Sunday, April 6, 2014

Boxers or Briefs: Starting Over Down the Line

Devoted readers may have noticed that for the past several days I've been writing about things other than yours truly: The Last Mile, Prison Camps, other people's mistakes. I'm not sure if that makes for better or worse reading - I haven't received comments on that either way - but for me it's a good sign. It means that I am thinking about other things - my newfound cause of prisoners' rights, other people's problems - and not myself. 

I'm afraid that readers of this blog may have the wrong impression, the perception that I'm some angst ridden navel gazer. That's actually not the case. At least not usually. Although I'm introspective and empathetic, more often than not I'm content if not happy, focused on others more than on myself, loathe to draw attention to myself. Most of the time, I actually smile and even laugh. As I already wrote, narcissism comes with the territory of becoming a felon, but it's not my normal - or preferred - state of mind. 

Lately, in fact, I've been feeling pretty content out here in the eternal sun, focused on doing what I can for my family's return - which consists mainly of putting Ikea dressers together - and hanging out with relatives over bagels and lox.
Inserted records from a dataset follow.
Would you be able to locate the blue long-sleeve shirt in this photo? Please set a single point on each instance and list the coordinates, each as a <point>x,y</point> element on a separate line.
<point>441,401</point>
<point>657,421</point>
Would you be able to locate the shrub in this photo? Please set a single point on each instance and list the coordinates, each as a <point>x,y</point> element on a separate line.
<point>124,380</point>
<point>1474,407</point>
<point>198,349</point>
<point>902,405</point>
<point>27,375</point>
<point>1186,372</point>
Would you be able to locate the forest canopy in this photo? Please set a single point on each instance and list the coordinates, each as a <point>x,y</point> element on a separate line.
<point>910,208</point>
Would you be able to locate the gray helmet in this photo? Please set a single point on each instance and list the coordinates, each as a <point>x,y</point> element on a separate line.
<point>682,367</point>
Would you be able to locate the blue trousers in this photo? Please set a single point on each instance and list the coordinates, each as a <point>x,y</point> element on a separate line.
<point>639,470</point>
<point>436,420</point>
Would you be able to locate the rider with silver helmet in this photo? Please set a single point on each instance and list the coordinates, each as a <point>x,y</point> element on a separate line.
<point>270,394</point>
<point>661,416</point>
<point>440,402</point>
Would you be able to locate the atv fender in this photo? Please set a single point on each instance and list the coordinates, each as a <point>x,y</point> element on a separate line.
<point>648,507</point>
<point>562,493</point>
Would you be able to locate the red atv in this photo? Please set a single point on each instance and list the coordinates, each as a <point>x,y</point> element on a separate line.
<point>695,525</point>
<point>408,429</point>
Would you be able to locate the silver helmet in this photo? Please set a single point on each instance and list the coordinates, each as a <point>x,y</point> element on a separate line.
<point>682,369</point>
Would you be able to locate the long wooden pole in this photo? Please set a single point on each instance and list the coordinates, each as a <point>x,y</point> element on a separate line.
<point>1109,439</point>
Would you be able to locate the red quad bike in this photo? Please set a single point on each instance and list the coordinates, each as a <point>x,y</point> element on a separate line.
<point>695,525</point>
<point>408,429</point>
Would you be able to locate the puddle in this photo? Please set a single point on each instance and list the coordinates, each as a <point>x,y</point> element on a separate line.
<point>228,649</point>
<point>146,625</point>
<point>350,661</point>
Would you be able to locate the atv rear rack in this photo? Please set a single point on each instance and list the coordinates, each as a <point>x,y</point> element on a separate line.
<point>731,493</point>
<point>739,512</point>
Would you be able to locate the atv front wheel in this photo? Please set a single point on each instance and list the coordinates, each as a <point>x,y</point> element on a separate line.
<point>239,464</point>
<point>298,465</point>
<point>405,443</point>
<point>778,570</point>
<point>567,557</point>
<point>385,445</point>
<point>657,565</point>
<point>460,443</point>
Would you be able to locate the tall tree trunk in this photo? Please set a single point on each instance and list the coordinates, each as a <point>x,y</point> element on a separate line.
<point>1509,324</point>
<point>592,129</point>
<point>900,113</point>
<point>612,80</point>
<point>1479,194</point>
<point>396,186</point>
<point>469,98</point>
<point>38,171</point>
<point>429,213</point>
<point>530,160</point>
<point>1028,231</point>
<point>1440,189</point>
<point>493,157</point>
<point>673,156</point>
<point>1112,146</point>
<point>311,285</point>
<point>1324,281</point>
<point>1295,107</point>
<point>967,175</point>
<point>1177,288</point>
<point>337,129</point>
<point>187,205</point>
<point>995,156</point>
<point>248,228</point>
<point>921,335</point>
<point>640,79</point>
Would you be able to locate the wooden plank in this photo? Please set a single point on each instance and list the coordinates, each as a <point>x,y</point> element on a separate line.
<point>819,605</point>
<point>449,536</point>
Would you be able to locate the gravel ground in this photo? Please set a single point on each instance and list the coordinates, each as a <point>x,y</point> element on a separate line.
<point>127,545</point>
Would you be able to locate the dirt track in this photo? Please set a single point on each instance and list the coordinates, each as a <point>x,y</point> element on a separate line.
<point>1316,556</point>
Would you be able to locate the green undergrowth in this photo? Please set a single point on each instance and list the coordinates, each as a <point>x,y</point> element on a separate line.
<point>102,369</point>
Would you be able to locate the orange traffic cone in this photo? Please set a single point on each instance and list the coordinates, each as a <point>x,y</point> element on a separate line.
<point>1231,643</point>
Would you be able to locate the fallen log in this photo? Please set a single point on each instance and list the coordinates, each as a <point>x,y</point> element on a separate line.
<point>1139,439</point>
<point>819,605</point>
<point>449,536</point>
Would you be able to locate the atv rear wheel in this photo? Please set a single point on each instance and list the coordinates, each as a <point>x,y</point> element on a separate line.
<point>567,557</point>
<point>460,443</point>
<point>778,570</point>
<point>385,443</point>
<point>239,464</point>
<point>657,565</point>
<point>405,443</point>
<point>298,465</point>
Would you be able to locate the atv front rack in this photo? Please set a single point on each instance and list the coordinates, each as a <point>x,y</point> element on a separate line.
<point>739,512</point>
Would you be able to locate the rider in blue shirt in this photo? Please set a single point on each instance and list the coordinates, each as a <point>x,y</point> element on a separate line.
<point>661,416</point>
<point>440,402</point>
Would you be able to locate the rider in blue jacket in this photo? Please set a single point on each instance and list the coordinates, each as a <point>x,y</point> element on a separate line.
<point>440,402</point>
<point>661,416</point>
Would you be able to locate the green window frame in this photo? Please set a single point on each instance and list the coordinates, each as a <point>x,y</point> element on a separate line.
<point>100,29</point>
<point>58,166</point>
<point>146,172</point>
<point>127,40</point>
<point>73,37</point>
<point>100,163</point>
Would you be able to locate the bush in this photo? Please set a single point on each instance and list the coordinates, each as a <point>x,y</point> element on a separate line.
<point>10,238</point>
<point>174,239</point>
But every once in a while something happens - usually something tiny - to bring me back to reality.

Today, for example, I received a less-than-friendly call from my friends at American Express. Though they apologized profusely for botching my name, I could tell that I was not exactly at the top of their favorites list. That led inevitably to memories of their calls of a very different sort - begging me to sign up for a Platinum Card - just a few short years ago. Now, I'm not yearning for the dissolute part of my past life - the drugs, the thievery, the materialism. Nor am I focused overly much on material things. But it was nice to be able to pay the bills. 

Then, later this afternoon, as I stared down at a pile of dirty clothes, I was struck by the thought that soon I will have no use for them. Should I just throw them away, I wondered, or wash them and stash them away in someone's back closet? That led to a question that I do not know the answer to: do they give you underpants to wear in prison? Do you have a choice between boxers and briefs?

For some reason, when I do find myself thinking about my situation, the thought of prison appears to me as a void, something to endure. Rather than think of that, I seem to magically transport myself to that happy day two or three years down the line when they open the gates and set me free. But for some reason, when I think about that moment, I don't feel happy at all. I feel worried. What worries me is that I'll be starting over. From scratch. With nothing. 

I think of coming out back into the world with not a penny to my name and not even a can opener or pair of flip-flops in my possession. When I left high school for college the thought of starting out was exciting. I remember buying my first bottle opener - a fancy bunny model - and how happy I was over a choice well made. Not any more. Over your lifetime you tend to accumulate enough things that it becomes difficult to start over again from nothing. As my possessions dwindle down toward zero I wonder whether I'll have it in me at the age of 46 to do it all over again. I know I will, because I have to, but the thought is intimidating and at least a little bit scary. I pride myself on my self reliance. I don't like to ask others for favors or help. But I see that day down the line where my survival may depend on it. I truly hope that's not the case.

It's strange, when I think about it. Here I am, facing prison in a month or so, and what seems most scary to me is not prison itself but what comes after. That's not to say I won't be counting down the days and hours and minutes for that longed for day of freedom. The hope and anticipation of being back together with my kids again is way too strong. But I've been a lawyer for almost half my life. Not that I loved it but it was like a crutch, a way to make a decent living that I happened to be good at. Now that is gone. My savings are gone. My dog is gone. Even my bed is gone, off to some deserving home. 

Let me stop before this dissolves into self pity or pathos. I know I will survive. I always have. Maybe I'll even thrive. I've done that before too. My family still depends upon me and I have some skills - writing for one, nuclear physics, for another - that no one can take away. 

So before I cue the melodramatic music let me say for the record that all will be well. But I can't help but wonder - with a bit of excitement but a bunch more trepidation - what the future holds.